Solar heating systems, including solar panels and covers, are another environmentally friendly option. The solar approach is less energy-wasteful than electric heaters, says Gene De Falco, owner of De Falco Pool & Spa Inc. in Fair Haven. “From June through September, solar works great in New Jersey,” he says. An added bonus: if you use a solar cover, it holds in heat and keeps your pool debris-free, making its whole cleaning system run more smoothly.
These days, automatic controls are available for solar heating systems and other equipment, such as covers, lighting, spas and traditional heaters. some can even be controlled by your smart- phone from afar, says Schweizer. That adds convenience— and efficiency too.
Variable-speed water-cleaning pumps can be programmed at different speeds or flow rates so pool owners can set them at the slowest setting necessary to accomplish a task. That can save energy, says Schweizer, but unless your pool system has features like a fountain, waterfall or spa, it’s not a must. “For most of us, two-speed pumps are fine— and more affordable,” he says.
Another eco-friendly option is a mineral pool, which uses minerals such as silver and copper for cleaning, greatly reducing the amount of chlorine needed in the pool. perhaps in another 10 years they will enter the mainstream, says Metz, but the technology has not been perfected, so for now they are not as convenient or practical as saltwater pools.
Other trends in pool design
Your backyard oasis needn’t look as if it escaped from a ’50s motel. “I like a natural pool that fits into the landscaping,” says De Falco. To achieve this look, many clients use stone and slate tile rather than ceramic and opt for colors that are found in nature. popular fea- tures include grottoes, waterfalls and elevated spas, and the pool or spa may have a vanishing edge or overflowing water that makes it look like an ocean or river with no end, says De Falco. “These features give landscaping more depth,” he says. “When you add lighting, it makes for a nice package.”

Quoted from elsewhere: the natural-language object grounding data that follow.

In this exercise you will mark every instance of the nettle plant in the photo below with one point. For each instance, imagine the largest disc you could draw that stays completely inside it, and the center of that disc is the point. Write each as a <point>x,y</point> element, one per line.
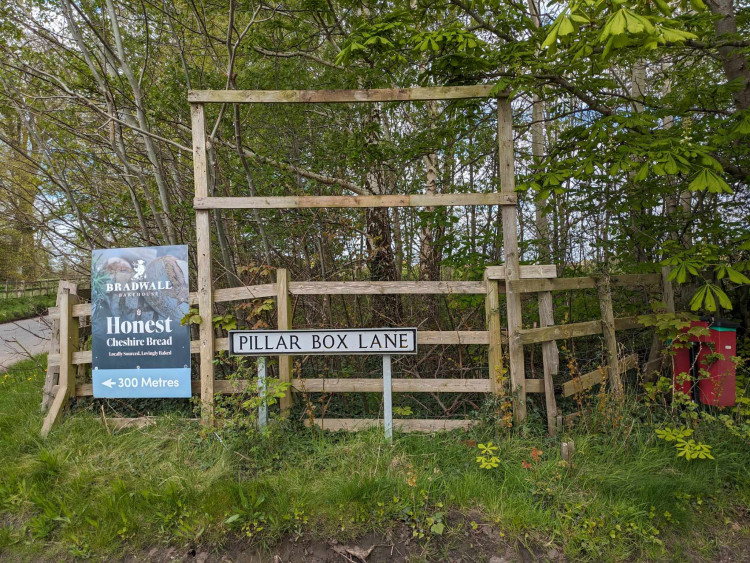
<point>689,449</point>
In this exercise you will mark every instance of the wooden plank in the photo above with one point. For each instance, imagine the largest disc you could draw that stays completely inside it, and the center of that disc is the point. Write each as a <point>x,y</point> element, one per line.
<point>425,337</point>
<point>136,422</point>
<point>567,284</point>
<point>375,385</point>
<point>512,267</point>
<point>535,386</point>
<point>386,288</point>
<point>608,328</point>
<point>550,361</point>
<point>205,274</point>
<point>627,323</point>
<point>492,319</point>
<point>340,96</point>
<point>532,271</point>
<point>244,292</point>
<point>352,201</point>
<point>51,378</point>
<point>428,337</point>
<point>221,386</point>
<point>402,425</point>
<point>560,332</point>
<point>285,313</point>
<point>599,375</point>
<point>68,345</point>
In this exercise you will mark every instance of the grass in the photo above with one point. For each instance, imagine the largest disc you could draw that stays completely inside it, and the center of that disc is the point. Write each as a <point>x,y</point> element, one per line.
<point>24,307</point>
<point>86,493</point>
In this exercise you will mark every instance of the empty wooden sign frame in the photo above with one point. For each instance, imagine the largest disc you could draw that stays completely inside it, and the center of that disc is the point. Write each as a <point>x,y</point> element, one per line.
<point>204,203</point>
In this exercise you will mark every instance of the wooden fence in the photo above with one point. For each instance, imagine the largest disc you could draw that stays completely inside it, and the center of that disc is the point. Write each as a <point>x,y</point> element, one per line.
<point>68,376</point>
<point>511,279</point>
<point>17,289</point>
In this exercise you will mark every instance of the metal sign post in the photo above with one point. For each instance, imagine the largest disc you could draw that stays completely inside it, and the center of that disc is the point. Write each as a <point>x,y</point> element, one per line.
<point>263,408</point>
<point>364,341</point>
<point>387,404</point>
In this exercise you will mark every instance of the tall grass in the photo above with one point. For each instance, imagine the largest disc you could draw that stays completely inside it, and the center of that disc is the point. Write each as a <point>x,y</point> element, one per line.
<point>24,307</point>
<point>86,492</point>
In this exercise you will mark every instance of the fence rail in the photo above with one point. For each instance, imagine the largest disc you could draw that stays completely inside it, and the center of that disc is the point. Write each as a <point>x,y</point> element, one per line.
<point>533,279</point>
<point>17,289</point>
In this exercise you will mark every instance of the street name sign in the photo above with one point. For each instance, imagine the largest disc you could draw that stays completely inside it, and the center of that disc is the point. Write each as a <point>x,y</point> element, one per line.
<point>375,341</point>
<point>138,298</point>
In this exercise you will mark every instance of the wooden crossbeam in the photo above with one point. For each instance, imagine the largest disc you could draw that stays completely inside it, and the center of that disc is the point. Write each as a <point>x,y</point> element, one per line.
<point>386,288</point>
<point>342,96</point>
<point>350,201</point>
<point>527,272</point>
<point>403,425</point>
<point>599,375</point>
<point>375,385</point>
<point>566,284</point>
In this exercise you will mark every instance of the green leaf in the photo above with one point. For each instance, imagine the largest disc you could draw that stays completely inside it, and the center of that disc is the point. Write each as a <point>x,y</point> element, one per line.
<point>566,27</point>
<point>642,173</point>
<point>724,300</point>
<point>737,277</point>
<point>551,38</point>
<point>697,299</point>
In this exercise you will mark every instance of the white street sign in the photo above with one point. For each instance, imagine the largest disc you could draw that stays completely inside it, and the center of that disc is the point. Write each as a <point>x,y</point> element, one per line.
<point>378,341</point>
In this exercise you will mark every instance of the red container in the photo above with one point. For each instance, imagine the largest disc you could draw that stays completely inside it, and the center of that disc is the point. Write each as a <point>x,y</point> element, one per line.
<point>685,360</point>
<point>719,388</point>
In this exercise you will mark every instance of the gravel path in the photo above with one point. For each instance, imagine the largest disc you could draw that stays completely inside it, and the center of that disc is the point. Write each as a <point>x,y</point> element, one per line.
<point>21,339</point>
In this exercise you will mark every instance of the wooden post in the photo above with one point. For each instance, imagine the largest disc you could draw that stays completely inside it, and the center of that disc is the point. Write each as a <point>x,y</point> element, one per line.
<point>550,360</point>
<point>510,247</point>
<point>53,369</point>
<point>203,248</point>
<point>608,328</point>
<point>284,310</point>
<point>655,362</point>
<point>68,345</point>
<point>495,352</point>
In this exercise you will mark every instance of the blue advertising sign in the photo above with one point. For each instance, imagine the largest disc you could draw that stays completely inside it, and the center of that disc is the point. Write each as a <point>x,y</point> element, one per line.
<point>138,298</point>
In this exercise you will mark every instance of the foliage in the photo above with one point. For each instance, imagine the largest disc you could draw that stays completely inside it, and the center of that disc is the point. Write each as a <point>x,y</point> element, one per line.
<point>24,307</point>
<point>624,497</point>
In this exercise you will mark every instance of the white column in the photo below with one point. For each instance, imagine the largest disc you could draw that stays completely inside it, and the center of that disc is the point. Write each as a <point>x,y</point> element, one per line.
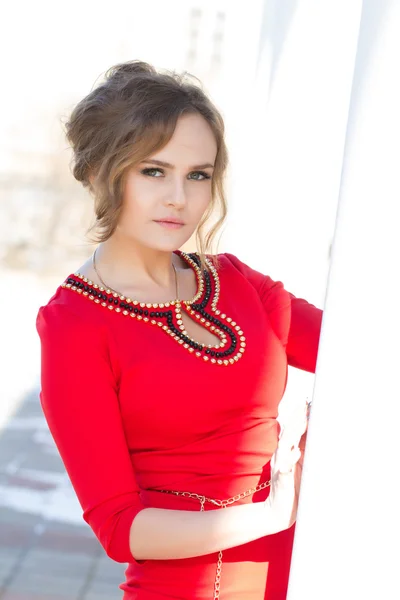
<point>348,527</point>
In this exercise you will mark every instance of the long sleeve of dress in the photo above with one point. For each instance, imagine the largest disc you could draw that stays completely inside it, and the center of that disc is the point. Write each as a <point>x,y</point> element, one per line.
<point>80,403</point>
<point>296,322</point>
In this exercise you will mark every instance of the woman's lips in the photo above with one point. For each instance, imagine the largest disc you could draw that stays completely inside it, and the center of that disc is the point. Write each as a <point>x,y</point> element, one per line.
<point>170,224</point>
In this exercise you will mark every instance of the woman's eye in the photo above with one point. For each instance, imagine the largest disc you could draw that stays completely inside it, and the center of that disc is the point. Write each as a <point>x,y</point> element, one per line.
<point>152,172</point>
<point>201,174</point>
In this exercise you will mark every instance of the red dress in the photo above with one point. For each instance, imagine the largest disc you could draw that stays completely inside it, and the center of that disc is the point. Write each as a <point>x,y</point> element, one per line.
<point>134,405</point>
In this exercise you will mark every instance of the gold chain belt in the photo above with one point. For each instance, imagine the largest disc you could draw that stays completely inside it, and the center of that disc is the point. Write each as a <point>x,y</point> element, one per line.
<point>220,504</point>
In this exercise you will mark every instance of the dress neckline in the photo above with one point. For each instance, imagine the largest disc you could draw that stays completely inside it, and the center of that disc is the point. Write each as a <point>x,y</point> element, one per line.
<point>202,308</point>
<point>190,259</point>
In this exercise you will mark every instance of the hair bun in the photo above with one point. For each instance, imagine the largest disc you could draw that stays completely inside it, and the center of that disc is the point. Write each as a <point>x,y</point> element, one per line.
<point>132,67</point>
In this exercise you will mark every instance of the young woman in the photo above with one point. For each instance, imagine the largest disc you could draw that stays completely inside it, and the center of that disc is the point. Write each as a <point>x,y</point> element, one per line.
<point>162,371</point>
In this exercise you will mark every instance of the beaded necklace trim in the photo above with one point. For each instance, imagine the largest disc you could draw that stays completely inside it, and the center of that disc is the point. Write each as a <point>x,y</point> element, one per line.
<point>232,340</point>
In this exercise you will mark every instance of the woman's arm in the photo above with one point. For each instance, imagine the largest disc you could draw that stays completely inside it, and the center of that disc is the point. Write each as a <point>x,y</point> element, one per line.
<point>80,402</point>
<point>170,534</point>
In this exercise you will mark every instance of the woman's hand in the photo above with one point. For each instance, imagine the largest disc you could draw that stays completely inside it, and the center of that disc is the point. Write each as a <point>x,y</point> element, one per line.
<point>286,468</point>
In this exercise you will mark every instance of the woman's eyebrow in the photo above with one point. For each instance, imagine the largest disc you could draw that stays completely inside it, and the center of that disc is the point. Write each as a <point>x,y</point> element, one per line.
<point>161,163</point>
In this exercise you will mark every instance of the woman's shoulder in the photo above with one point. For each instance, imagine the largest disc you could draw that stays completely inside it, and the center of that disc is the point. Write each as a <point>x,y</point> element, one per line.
<point>69,308</point>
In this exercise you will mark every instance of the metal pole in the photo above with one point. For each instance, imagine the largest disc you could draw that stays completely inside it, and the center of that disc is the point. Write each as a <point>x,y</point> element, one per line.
<point>346,543</point>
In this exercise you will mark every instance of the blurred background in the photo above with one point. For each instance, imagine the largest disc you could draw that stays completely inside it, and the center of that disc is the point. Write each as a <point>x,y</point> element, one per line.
<point>281,74</point>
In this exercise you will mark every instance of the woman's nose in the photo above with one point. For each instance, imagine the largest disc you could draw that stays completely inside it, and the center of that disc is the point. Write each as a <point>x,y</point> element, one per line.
<point>177,196</point>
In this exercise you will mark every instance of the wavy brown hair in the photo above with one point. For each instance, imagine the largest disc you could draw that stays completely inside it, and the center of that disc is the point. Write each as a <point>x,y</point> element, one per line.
<point>128,117</point>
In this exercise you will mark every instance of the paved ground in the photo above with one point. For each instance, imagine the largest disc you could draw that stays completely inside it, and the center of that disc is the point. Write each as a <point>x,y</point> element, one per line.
<point>46,551</point>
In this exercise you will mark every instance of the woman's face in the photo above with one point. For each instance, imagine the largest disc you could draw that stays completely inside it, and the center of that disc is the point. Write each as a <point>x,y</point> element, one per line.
<point>172,184</point>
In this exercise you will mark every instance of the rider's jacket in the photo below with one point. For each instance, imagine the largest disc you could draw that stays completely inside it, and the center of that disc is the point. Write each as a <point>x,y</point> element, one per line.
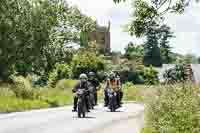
<point>113,84</point>
<point>80,85</point>
<point>94,82</point>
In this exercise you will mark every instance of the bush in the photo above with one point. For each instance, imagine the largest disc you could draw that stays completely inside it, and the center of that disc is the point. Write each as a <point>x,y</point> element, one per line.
<point>22,88</point>
<point>66,84</point>
<point>174,75</point>
<point>175,110</point>
<point>142,75</point>
<point>150,76</point>
<point>61,71</point>
<point>13,104</point>
<point>138,92</point>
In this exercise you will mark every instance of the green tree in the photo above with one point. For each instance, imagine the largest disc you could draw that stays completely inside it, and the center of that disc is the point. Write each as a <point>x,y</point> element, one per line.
<point>152,55</point>
<point>164,35</point>
<point>87,60</point>
<point>33,34</point>
<point>133,51</point>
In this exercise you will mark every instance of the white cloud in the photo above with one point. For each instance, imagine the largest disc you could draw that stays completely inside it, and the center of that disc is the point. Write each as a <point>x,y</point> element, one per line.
<point>185,26</point>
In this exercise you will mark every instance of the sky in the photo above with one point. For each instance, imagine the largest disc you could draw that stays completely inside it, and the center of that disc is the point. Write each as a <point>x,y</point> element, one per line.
<point>186,27</point>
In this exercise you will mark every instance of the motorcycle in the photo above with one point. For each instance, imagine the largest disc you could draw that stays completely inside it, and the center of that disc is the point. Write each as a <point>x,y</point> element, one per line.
<point>91,97</point>
<point>112,104</point>
<point>81,104</point>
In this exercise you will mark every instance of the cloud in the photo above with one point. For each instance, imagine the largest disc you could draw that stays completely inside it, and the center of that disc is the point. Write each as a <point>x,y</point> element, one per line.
<point>185,26</point>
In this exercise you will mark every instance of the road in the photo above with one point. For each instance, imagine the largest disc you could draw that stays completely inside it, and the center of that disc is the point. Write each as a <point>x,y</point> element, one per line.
<point>128,119</point>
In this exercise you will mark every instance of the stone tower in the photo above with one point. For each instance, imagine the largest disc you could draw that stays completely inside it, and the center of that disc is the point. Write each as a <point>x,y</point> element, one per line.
<point>102,37</point>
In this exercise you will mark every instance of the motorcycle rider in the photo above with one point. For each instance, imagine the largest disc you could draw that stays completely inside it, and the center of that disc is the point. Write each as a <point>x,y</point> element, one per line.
<point>114,84</point>
<point>120,92</point>
<point>106,87</point>
<point>83,84</point>
<point>95,83</point>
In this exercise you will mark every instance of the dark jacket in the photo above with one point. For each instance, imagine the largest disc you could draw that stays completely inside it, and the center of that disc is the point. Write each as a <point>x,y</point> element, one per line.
<point>80,85</point>
<point>94,82</point>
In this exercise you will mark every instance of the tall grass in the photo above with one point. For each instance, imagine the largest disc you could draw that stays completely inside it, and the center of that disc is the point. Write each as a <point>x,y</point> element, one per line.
<point>174,110</point>
<point>21,95</point>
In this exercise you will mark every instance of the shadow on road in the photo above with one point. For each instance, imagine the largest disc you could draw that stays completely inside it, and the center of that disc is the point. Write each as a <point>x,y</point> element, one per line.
<point>87,117</point>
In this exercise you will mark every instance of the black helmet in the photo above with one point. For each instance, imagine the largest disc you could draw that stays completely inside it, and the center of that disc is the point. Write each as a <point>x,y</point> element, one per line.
<point>112,75</point>
<point>83,77</point>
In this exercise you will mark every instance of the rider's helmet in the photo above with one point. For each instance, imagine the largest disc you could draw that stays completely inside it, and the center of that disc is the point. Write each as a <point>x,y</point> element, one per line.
<point>91,75</point>
<point>83,77</point>
<point>112,76</point>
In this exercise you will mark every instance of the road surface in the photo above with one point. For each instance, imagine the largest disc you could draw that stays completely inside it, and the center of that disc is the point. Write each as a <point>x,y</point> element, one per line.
<point>128,119</point>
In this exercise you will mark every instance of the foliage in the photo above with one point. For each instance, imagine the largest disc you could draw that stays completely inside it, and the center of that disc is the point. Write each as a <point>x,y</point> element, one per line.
<point>139,93</point>
<point>61,71</point>
<point>150,76</point>
<point>164,35</point>
<point>174,75</point>
<point>21,96</point>
<point>152,55</point>
<point>176,109</point>
<point>66,84</point>
<point>13,104</point>
<point>23,88</point>
<point>35,43</point>
<point>86,60</point>
<point>133,51</point>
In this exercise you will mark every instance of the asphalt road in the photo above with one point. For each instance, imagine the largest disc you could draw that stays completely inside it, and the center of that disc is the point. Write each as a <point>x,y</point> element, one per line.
<point>128,119</point>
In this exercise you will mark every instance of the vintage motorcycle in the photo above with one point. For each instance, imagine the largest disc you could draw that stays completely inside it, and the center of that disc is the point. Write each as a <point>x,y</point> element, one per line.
<point>81,104</point>
<point>112,104</point>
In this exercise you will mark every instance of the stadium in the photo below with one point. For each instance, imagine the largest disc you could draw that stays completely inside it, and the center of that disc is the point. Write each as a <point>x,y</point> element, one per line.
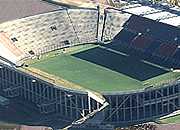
<point>87,67</point>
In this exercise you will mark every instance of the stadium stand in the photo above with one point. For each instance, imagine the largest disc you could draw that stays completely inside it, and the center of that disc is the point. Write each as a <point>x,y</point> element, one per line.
<point>85,24</point>
<point>38,34</point>
<point>113,23</point>
<point>50,31</point>
<point>9,51</point>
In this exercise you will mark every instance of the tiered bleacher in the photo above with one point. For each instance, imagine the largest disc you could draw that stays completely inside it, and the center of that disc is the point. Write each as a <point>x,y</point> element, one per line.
<point>113,23</point>
<point>50,31</point>
<point>85,24</point>
<point>157,42</point>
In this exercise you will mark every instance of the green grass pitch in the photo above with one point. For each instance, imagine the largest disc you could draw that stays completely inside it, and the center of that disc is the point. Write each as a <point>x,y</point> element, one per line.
<point>96,76</point>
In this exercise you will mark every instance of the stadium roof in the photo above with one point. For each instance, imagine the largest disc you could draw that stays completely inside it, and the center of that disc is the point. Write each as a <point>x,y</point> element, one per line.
<point>160,12</point>
<point>14,9</point>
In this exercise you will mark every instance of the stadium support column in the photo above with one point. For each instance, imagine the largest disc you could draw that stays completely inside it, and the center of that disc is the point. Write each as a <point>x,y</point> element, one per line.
<point>104,24</point>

Do you have young children? Are you into water polo or water volleyball? For these reasons, some families are choosing pools with a consistent shallow depth instead of the usual deep end. Of course, even a conventional pool is cool. “There’s always a segment of the population that wants a pool that looks like a pool,” says Metz. They can turn to the comparatively economical vinyl pools or to ceramic-tile pools that come in a variety of colors.
What else to consider
Whatever pool you choose, give thought to its surroundings, including decks and landscaping. A fence for safety is a priority, especially for those with young children or young neighbors. Pool decks in New Jersey are often made of travertine, which is light in color and tends to be cooler on bare feet, or blue- stone, which provides a classic look but can be hot underfoot, says De Falco.
Make sure surrounding trees don’t provide excessive shade, says Schweizer, especially if you’re using solar panels that need to soak up the sun’s energy. And avoid having leaf-shedding plants and trees too near, warns De Falco— their leaves can clog your filtering system and dirty the water.
Most important, become an educated consumer before investing in a backyard swimming pool. If you’re not sure what you’d like your pool to look like, you can see images of all sorts of pools on the websites of pool contractors and landscapers, and a Google images search will bring up countless more. Do your research on cleaning systems and materials, and get quotes from three to four contractors before you proceed. “sit down with someone reputable and start a dialogue,” says Schweizer. “Decide what you want— and also what you don’t need.”